Se consideriamo che queste perdite arrivano nel solco di quelle subite in Sassonia, dove CDU, SPD (anche lì sotto l’8 per cento) ma anche die Linke (che non aveva un Ramelow da vantare) hanno perso massicciamente, si può immaginare quale clima vige a Berlino nelle segreterie di CDU e SPD. L’ennesimo risultato negativo della CDU spinge gli oppositori della presidente Annegret Kramp-Karrenbauer a chiederne le dimissioni, o perlomeno a rinunciare al cancellierato, quando si sarà ritirata Angela Merkel. La temperatura della situazione interna al partito si potrà misurare a fine novembre a Lipsia, al Congresso del partito. Si coglie comunque un’urgenza di ridefinire l’orientamento della CDU (in tema ambientale e di migrazione, in particolare) e quindi di chiedersi se abbia ancora senso portare avanti la Grosse Koalition con la SPD, che tanti voti sta costando da anni a entrambi i partiti. Se lo chiede anche la SPD, che a inizio dicembre deciderà formalmente se andare avanti a governare con Angela Merkel fino alla fine della legislatura, nel 2021.
Ma l’alternativa alla Grosse Koalition quale sarebbe? Come in Turingia, anche a Berlino mancano i numeri per maggioranze diverse. Il fatto che AfD rubi voti a CDU, SPD, die Linke e Verdi, mette in pericolo la stabilità del paese, che, lo ricordiamo, è il motore dell’Unione europea. Nonostante sia chiaro che la AfD abbia una contaminazione neo-nazista, guadagna ovunque voti, ciò che rivela la pericolosità del malessere di strati importanti della società, in particolare in una Germania che solo da qualche decennio era riuscita a scrollarsi di dosso il passato nazista. Una tendenza non solo tedesca, tuttavia: la registriamo anche in Francia, in Italia, in Ungheria.

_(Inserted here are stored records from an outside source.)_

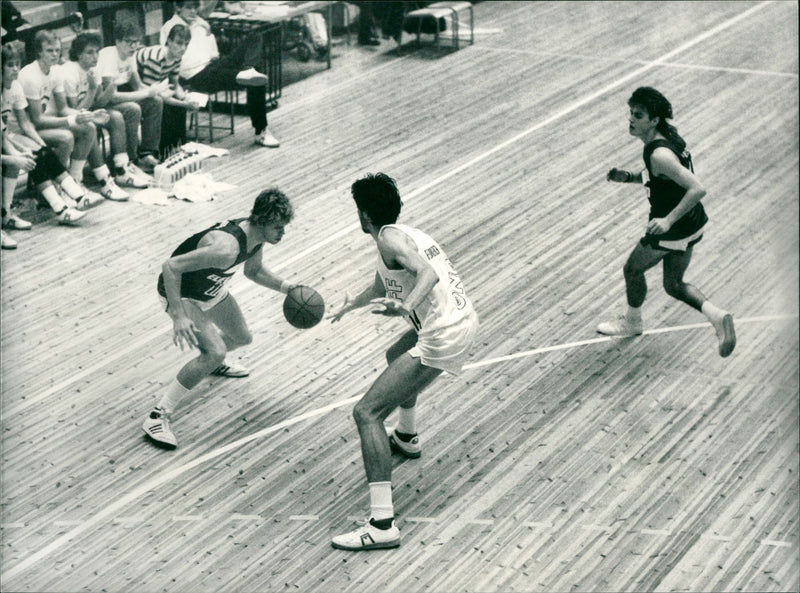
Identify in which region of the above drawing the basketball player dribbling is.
[142,189,295,449]
[597,87,736,357]
[330,173,478,551]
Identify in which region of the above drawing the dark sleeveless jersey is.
[642,138,708,239]
[153,218,261,301]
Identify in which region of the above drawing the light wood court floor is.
[1,2,800,593]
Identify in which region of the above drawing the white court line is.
[5,1,788,579]
[3,0,773,417]
[475,45,798,78]
[5,315,797,579]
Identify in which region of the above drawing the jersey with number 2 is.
[378,224,472,333]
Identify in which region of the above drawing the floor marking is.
[230,513,264,521]
[761,539,794,548]
[475,45,798,78]
[642,529,672,535]
[4,0,774,417]
[289,515,319,521]
[5,315,797,579]
[5,0,796,581]
[405,517,436,523]
[464,315,798,371]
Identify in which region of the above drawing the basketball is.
[283,286,325,329]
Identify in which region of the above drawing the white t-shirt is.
[0,80,28,134]
[17,60,64,115]
[159,14,219,78]
[97,45,136,86]
[378,224,472,334]
[56,62,101,109]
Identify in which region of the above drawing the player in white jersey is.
[331,173,478,550]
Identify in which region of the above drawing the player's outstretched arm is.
[244,244,297,294]
[328,272,386,323]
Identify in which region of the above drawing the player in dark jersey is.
[597,87,736,357]
[142,189,294,448]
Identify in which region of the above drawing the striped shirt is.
[136,45,181,86]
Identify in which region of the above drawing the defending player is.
[142,189,294,448]
[331,173,478,550]
[597,87,736,357]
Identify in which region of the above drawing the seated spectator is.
[0,44,86,227]
[17,31,122,203]
[97,20,169,173]
[55,31,152,188]
[136,25,198,154]
[159,0,280,148]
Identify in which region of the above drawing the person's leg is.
[108,102,142,161]
[597,242,667,336]
[34,128,75,168]
[664,247,736,357]
[331,353,442,551]
[139,97,164,162]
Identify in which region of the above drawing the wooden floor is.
[0,2,800,593]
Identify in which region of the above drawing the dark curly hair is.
[628,86,686,152]
[248,187,294,226]
[350,173,403,226]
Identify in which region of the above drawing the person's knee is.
[664,276,686,299]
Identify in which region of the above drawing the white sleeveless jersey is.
[378,224,472,333]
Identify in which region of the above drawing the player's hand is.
[647,218,672,235]
[4,153,36,171]
[92,109,111,126]
[328,292,355,323]
[75,111,94,124]
[172,317,199,350]
[606,167,631,183]
[370,297,411,317]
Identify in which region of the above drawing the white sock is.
[625,305,642,323]
[3,177,17,217]
[395,406,417,434]
[92,163,111,182]
[700,301,728,324]
[69,159,86,183]
[41,185,67,214]
[60,175,86,201]
[369,482,394,521]
[158,379,191,413]
[114,152,130,169]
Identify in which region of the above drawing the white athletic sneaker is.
[3,214,33,231]
[211,362,250,379]
[114,162,152,189]
[256,128,281,148]
[386,427,422,459]
[236,68,269,86]
[142,407,178,449]
[597,317,642,338]
[56,206,86,225]
[714,313,736,358]
[75,184,103,210]
[100,177,130,202]
[331,519,400,552]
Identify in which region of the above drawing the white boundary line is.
[474,45,798,78]
[3,0,774,418]
[3,315,798,580]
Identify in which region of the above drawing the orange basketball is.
[283,285,325,329]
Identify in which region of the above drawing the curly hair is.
[350,173,403,226]
[628,86,686,152]
[69,30,103,62]
[248,187,294,226]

Il dopo-Merkel si preannuncia difficile. Se poi consideriamo che in Italia Matteo Salvini sta preparando la sua marcia (di ritorno) su Roma, primeggiando alle regionali in Umbria (dove si squagliano i 5 Stelle), che dalle prossime elezioni potrebbe uscire una Spagna ancora poco governabile, mentre in Francia occorrerà vedere che cosa succederà alle presidenziali del 2022, lo scenario che si prospetta per importanti Stati europei e per l’Unione europea è preoccupante.